- Born: 22 April 1972 (age 54) Surrey, England
- Height: 5 ft 10 in (1.78 m)
- Spouse: Ceri Baker (2009–present)

= Nick Baker (naturalist) =

English naturalist and television presenter

Nicholas Rowan Baker (born 22 April 1972) is an English naturalist and television presenter, notably on Children's BBC's The Really Wild Show.

==Early life==
Baker graduated from the University of Exeter in 1993 with a degree in biological sciences, but was a keen naturalist from an early age. He co-founded Exeter University's Bug Club and was a member of the Royal Entomological Society's Youth Development Committee.

As a field naturalist, he has researched the high brown fritillary butterfly on Dartmoor and worked with badgers, also in Devon.

==Career==
=== BBC ===
In Nick Baker's Under the Skin on BBC Two, Baker attempted to get under the skin of animals such as grizzly bears, penguins, rattlesnakes and rhinos - examining their habitats and behaviour in his own way.

In 1999, Baker worked on two science series. He presented Twister and joined the presenting team of the science series, Tomorrow's World. Other ventures have included co-presenting BBC Two's Watch Out with Simon King.

Nick Baker's Weird Creatures was frequently ridiculed on Harry Hill's TV Burp. Selections of the show were shown featuring Nick Baker performing poorly, or where a mundane or disappointing animal is featured. This included one episode where Nick went to find a basking shark off the coast of Cornwall, but instead found only otters, seagulls and a dog. After the last of the episodes had been shown Nick Baker appeared on TV Burp and called Hill a 'cheeky git', after throwing a custard pie in Harry's face at the end of a musical number.

===Nature conservation===
Nick Baker is the Vice President of the national wildlife charity, Butterfly Conservation. He is former president and current vice president of Buglife, vice president of the Royal Society for the Protection of Birds and is a member of BirdLife International and the Field Studies Council. He is Patron of the Amateur Entomologists' Society.

===Radio===
Baker is a regular contributor to Radio 4's The Natural History Programme and writes for many publications including the BBC Wildlife Magazine, Wildlife Watch, RSPB's Bird and Birdlife magazines, the Young Telegraph, the Bug Club magazine, Wild About Animals and FBX magazine.

===Publications===
Baker wrote Baker's Bug Book and the Natural History Almanac for the UK. He has also been involved in Five and Discovery Channel productions and has worked for National Geographic.

===Education===
He regularly tours schools with his animals to educate school children and often works with the RSPB.
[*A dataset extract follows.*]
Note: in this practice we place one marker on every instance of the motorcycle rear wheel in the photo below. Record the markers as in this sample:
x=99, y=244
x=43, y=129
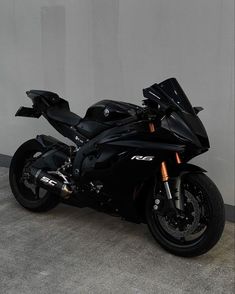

Baker lives in Chagford on Dartmoor along with a growing menagerie of small animals including spiders, scorpions, stick insects, amphibians, reptiles, butterflies and moths. He keeps pet leeches in the fridge at home and often feeds them by attaching them to his leg. Among his favourites are cane toads and a collection of hissing cockroaches.

==Personal life==

Baker married long-term girlfriend Ceri in 2009 at Tavistock Register Office. The couple originally met after Ceri was in the crowd at a gig that Nick, then an amateur musician, was playing with his band in Chagford's Jubilee Hall. They have a daughter together.